09-09-2017, 10:17 AM
The ultra-wide band (also known as UWB or as digital wireless pulse) is a wireless technology for the transmission of large amounts of digital data over a wide spectrum of frequency bands with very little power for a short distance. Broadband radio can not only carry a large amount of data over a distance of up to 230 feet at very low power (less than 0.5 milliwatts), but also has the ability to carry signals through gates and other obstacles that tend to reflect signals to more limited bandwidths and higher power. The ultra-wideband can be compared to other Bluetooth wireless short-range technology, which is a standard for connecting handheld wireless devices with other similar devices and desktop computers.
The ultra wide band emits digital pulses that are timed very precisely in a carrier signal across a very wide spectrum (number of frequency channels) at the same time. The transmitter and receiver must be coordinated to send and receive pulses with an accuracy of billions of seconds. In any given frequency band that may already be in use, the ultra-wideband signal has less power than normal and anticipated background noise, so theoretically no interference is possible. Time Domain, a company that applies to use the technology, uses an IBM-made microchip to transmit 1.25 million bits per second, but says there is the potential for a data rate of billions of bits per second.
Application
Ultra broadband has two main types of application:
1) Radar applications, where the signal penetrates nearby surfaces but reflects more distant surfaces, allowing objects to be detected behind walls or other claddings.
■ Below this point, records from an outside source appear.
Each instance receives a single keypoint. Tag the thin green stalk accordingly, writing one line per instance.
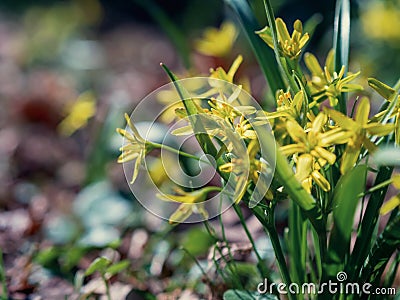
(280, 257)
(107, 286)
(261, 263)
(179, 152)
(4, 295)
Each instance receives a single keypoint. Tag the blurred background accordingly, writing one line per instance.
(68, 72)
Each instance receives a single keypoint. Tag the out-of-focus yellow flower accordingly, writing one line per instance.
(191, 202)
(78, 114)
(381, 20)
(289, 46)
(217, 42)
(288, 107)
(393, 202)
(136, 147)
(311, 145)
(246, 170)
(360, 130)
(220, 73)
(326, 83)
(390, 95)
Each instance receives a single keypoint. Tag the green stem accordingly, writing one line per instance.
(261, 263)
(107, 286)
(179, 152)
(3, 278)
(273, 235)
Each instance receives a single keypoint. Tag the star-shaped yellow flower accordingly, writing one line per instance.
(191, 202)
(326, 83)
(312, 145)
(136, 147)
(360, 129)
(289, 46)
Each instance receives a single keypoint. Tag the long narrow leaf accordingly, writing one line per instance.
(341, 41)
(345, 200)
(263, 54)
(368, 225)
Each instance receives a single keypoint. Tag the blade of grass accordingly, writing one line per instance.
(383, 249)
(345, 200)
(262, 53)
(341, 42)
(368, 224)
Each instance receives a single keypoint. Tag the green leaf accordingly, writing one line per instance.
(99, 264)
(341, 41)
(264, 55)
(245, 295)
(345, 200)
(368, 224)
(382, 251)
(117, 267)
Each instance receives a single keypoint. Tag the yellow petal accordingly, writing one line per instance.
(181, 214)
(319, 122)
(349, 158)
(283, 33)
(325, 154)
(138, 162)
(391, 204)
(127, 156)
(363, 111)
(235, 66)
(396, 181)
(379, 129)
(321, 181)
(384, 90)
(292, 149)
(335, 137)
(185, 130)
(295, 131)
(304, 166)
(266, 35)
(342, 120)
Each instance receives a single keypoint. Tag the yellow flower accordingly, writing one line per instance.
(360, 129)
(288, 107)
(217, 42)
(311, 145)
(393, 202)
(78, 114)
(326, 83)
(390, 95)
(289, 46)
(246, 170)
(191, 202)
(381, 20)
(136, 147)
(220, 73)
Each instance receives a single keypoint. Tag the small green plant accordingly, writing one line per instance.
(321, 148)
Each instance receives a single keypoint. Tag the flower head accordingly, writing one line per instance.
(312, 147)
(191, 202)
(360, 129)
(136, 147)
(326, 83)
(289, 46)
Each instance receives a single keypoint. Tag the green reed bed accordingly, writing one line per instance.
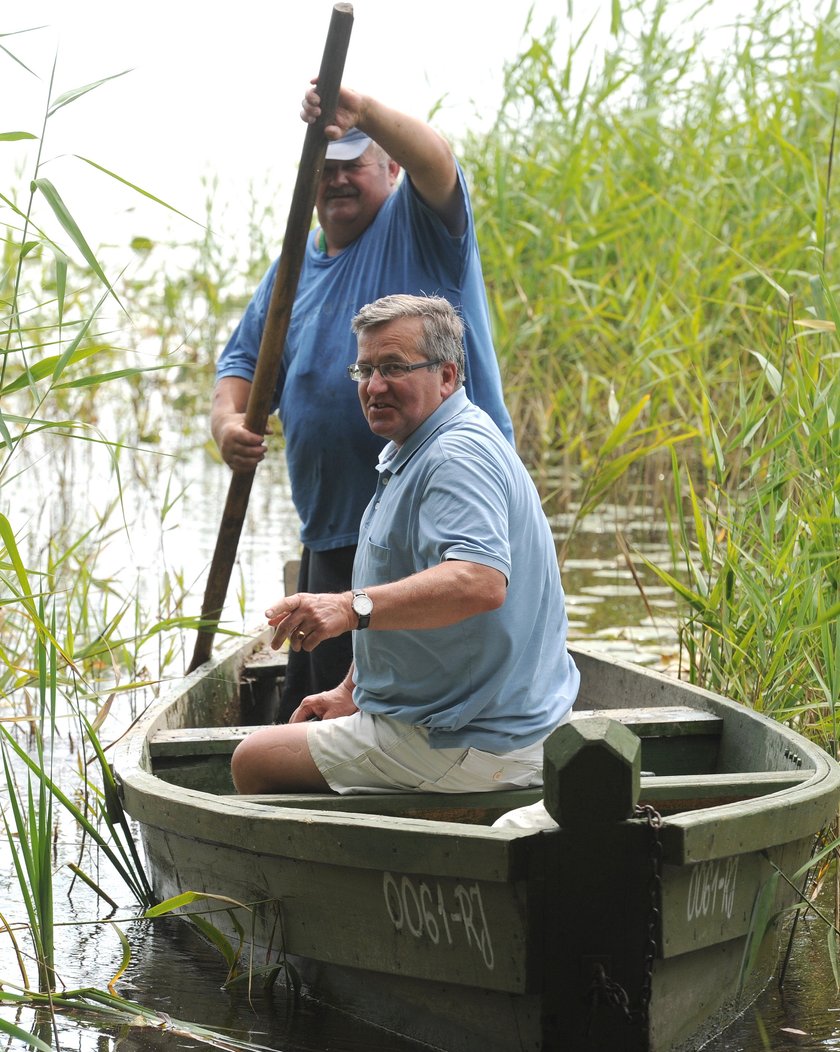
(646, 221)
(662, 227)
(658, 241)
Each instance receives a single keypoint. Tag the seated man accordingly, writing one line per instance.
(460, 665)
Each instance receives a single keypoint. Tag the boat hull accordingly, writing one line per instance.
(620, 934)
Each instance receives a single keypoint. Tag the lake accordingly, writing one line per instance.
(173, 507)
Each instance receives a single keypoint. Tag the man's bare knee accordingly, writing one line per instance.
(276, 760)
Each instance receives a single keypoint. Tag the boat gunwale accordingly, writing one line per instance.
(687, 836)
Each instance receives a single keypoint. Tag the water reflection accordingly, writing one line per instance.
(158, 552)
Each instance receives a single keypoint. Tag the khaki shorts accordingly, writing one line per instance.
(373, 753)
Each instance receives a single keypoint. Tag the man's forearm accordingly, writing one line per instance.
(438, 597)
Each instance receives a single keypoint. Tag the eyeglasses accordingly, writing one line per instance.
(361, 372)
(333, 168)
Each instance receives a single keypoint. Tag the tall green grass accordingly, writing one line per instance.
(658, 240)
(662, 227)
(646, 221)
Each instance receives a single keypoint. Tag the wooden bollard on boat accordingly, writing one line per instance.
(592, 769)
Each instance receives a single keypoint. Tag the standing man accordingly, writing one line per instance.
(377, 235)
(460, 663)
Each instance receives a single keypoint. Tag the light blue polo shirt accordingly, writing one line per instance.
(498, 681)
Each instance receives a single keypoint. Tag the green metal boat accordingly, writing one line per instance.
(623, 927)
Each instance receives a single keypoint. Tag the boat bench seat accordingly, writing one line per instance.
(671, 722)
(690, 792)
(475, 808)
(676, 740)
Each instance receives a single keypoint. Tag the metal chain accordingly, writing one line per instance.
(604, 990)
(655, 894)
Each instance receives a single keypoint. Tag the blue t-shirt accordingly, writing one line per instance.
(498, 681)
(331, 451)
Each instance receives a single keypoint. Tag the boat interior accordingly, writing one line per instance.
(690, 760)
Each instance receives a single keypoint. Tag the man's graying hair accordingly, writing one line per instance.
(443, 330)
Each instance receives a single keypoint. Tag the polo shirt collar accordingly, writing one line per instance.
(393, 457)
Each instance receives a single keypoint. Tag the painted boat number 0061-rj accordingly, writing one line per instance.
(423, 911)
(712, 888)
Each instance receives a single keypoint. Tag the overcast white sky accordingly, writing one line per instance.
(215, 88)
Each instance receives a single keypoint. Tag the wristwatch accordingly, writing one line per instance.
(362, 607)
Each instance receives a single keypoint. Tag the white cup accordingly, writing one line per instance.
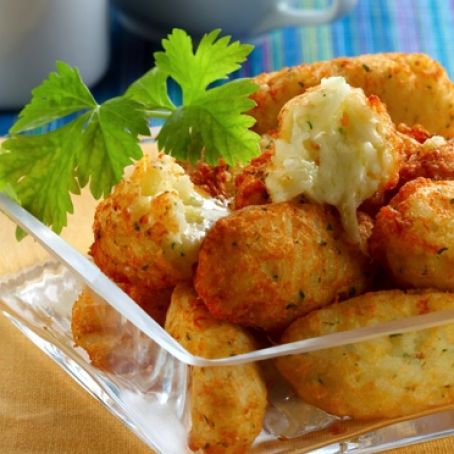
(36, 33)
(240, 18)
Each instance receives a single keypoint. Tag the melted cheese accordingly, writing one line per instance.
(168, 196)
(333, 147)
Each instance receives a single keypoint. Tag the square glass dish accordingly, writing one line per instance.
(152, 397)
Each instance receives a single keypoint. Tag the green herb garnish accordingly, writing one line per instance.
(44, 168)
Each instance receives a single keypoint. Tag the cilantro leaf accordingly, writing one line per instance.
(213, 125)
(62, 94)
(40, 170)
(8, 190)
(109, 143)
(213, 60)
(151, 90)
(101, 140)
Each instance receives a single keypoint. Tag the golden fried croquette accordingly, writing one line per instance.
(388, 377)
(435, 162)
(413, 236)
(264, 266)
(404, 82)
(112, 343)
(148, 231)
(228, 402)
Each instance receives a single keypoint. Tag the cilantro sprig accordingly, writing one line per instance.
(42, 169)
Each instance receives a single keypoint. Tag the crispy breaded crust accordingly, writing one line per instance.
(393, 376)
(264, 266)
(414, 235)
(415, 88)
(111, 342)
(227, 403)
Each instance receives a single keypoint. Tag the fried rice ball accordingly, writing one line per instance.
(388, 377)
(264, 266)
(112, 343)
(413, 236)
(335, 146)
(404, 82)
(227, 402)
(148, 231)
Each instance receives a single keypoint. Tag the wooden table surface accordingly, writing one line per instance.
(41, 409)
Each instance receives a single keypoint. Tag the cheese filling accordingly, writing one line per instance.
(333, 147)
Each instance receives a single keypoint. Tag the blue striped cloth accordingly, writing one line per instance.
(373, 26)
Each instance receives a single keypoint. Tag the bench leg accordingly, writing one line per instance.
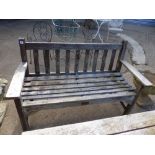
(23, 116)
(129, 106)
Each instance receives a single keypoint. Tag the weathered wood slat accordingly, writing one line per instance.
(67, 65)
(70, 86)
(72, 81)
(57, 53)
(110, 91)
(95, 60)
(77, 76)
(36, 61)
(16, 84)
(137, 74)
(103, 59)
(69, 101)
(23, 53)
(85, 67)
(41, 92)
(139, 123)
(112, 59)
(46, 61)
(77, 59)
(69, 46)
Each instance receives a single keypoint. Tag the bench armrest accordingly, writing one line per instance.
(144, 81)
(16, 84)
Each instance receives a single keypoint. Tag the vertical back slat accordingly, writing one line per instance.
(77, 58)
(103, 59)
(46, 61)
(95, 60)
(112, 59)
(57, 53)
(67, 61)
(121, 55)
(36, 61)
(86, 60)
(23, 53)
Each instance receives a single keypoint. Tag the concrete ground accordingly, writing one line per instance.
(10, 57)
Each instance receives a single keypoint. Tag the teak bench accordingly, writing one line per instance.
(35, 91)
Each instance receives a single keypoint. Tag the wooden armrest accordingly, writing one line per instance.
(137, 74)
(16, 84)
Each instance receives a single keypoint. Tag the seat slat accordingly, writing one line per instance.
(96, 75)
(77, 89)
(73, 81)
(81, 85)
(86, 60)
(95, 60)
(112, 59)
(77, 58)
(36, 61)
(46, 61)
(110, 91)
(67, 61)
(68, 101)
(57, 53)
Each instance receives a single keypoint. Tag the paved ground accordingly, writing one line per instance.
(10, 58)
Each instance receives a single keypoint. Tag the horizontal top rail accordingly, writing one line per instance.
(69, 46)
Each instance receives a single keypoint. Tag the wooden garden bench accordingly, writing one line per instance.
(57, 89)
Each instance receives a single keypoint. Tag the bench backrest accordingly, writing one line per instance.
(70, 57)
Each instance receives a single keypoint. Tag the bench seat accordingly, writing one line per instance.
(52, 90)
(71, 74)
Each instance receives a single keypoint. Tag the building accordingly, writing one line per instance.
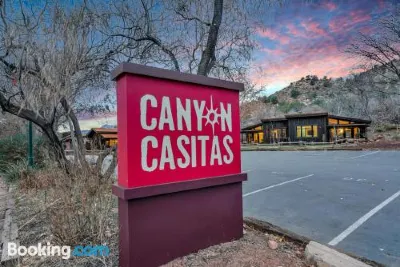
(308, 127)
(67, 140)
(101, 138)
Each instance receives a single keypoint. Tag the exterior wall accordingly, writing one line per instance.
(269, 126)
(321, 123)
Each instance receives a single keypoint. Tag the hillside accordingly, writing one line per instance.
(365, 95)
(308, 90)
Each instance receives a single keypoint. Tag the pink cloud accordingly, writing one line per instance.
(329, 5)
(358, 16)
(273, 35)
(274, 52)
(323, 58)
(313, 27)
(294, 31)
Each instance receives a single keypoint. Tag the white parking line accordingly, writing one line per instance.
(275, 185)
(362, 220)
(364, 155)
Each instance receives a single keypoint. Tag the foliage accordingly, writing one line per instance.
(273, 99)
(13, 149)
(75, 208)
(294, 93)
(13, 172)
(319, 102)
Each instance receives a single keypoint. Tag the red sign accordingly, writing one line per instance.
(173, 130)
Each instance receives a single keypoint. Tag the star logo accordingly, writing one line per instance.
(212, 116)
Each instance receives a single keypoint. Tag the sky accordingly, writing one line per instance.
(303, 37)
(310, 37)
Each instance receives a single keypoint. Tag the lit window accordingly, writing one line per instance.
(315, 130)
(306, 131)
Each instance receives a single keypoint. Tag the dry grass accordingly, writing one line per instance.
(74, 209)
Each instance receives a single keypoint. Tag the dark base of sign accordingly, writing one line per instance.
(163, 222)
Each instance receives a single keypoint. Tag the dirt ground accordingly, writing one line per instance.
(250, 251)
(381, 144)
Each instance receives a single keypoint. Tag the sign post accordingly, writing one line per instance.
(179, 166)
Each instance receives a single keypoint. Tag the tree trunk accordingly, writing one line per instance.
(38, 120)
(208, 56)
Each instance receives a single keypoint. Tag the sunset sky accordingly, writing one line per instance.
(309, 37)
(304, 37)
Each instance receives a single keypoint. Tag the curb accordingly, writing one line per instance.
(313, 250)
(325, 256)
(250, 149)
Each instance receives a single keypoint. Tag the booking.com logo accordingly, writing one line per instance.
(62, 251)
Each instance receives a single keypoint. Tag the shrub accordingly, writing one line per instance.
(14, 171)
(13, 149)
(318, 102)
(314, 95)
(273, 99)
(294, 93)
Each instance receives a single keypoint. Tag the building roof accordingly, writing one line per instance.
(274, 119)
(306, 115)
(349, 119)
(316, 114)
(109, 136)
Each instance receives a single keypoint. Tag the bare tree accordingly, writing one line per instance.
(49, 56)
(210, 38)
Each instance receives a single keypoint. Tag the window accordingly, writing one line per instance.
(357, 132)
(307, 131)
(315, 130)
(332, 121)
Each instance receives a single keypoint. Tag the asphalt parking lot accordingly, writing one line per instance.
(347, 199)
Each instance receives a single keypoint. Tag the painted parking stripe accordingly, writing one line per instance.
(276, 185)
(362, 220)
(364, 155)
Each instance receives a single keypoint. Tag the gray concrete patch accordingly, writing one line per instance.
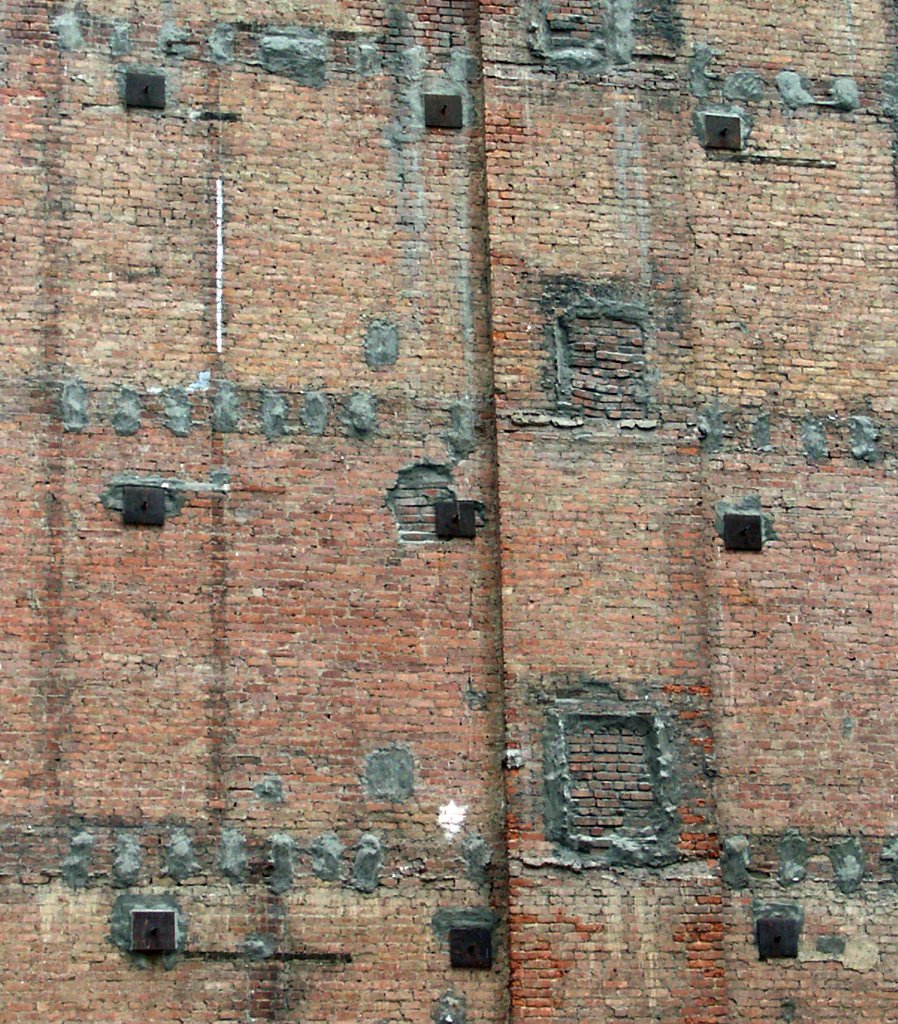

2) Voice and data transmission using digital pulses, allowing a signal of very low power and relatively low cost to transport information at very high rates within a restricted range.
In the United States, the Federal Communications Commission approved the commercial use of the ultra - wide band on February 14, 2002.
The ultra wide band emits digital pulses that are timed very precisely in a carrier signal across a very wide spectrum (number of frequency channels) at the same time. The transmitter and receiver must be coordinated to send and receive pulses with an accuracy of billions of seconds. In any given frequency band that may already be in use, the ultra-wideband signal has less power than normal and anticipated background noise, so theoretically no interference is possible. Time Domain, a company that applies to use the technology, uses an IBM-made microchip to transmit 1.25 million bits per second, but says there is the potential for a data rate of billions of bits per second.
Application
Ultra broadband has two main types of application:
1) Radar applications, where the signal penetrates nearby surfaces but reflects more distant surfaces, allowing objects to be detected behind walls or other claddings.
2) Voice and data transmission using digital pulses, allowing a signal of very low power and relatively low cost to transport information at very high rates within a restricted range.
In the United States, the Federal Communications Commission approved the commercial use of the ultra - wide band on February 14, 2002.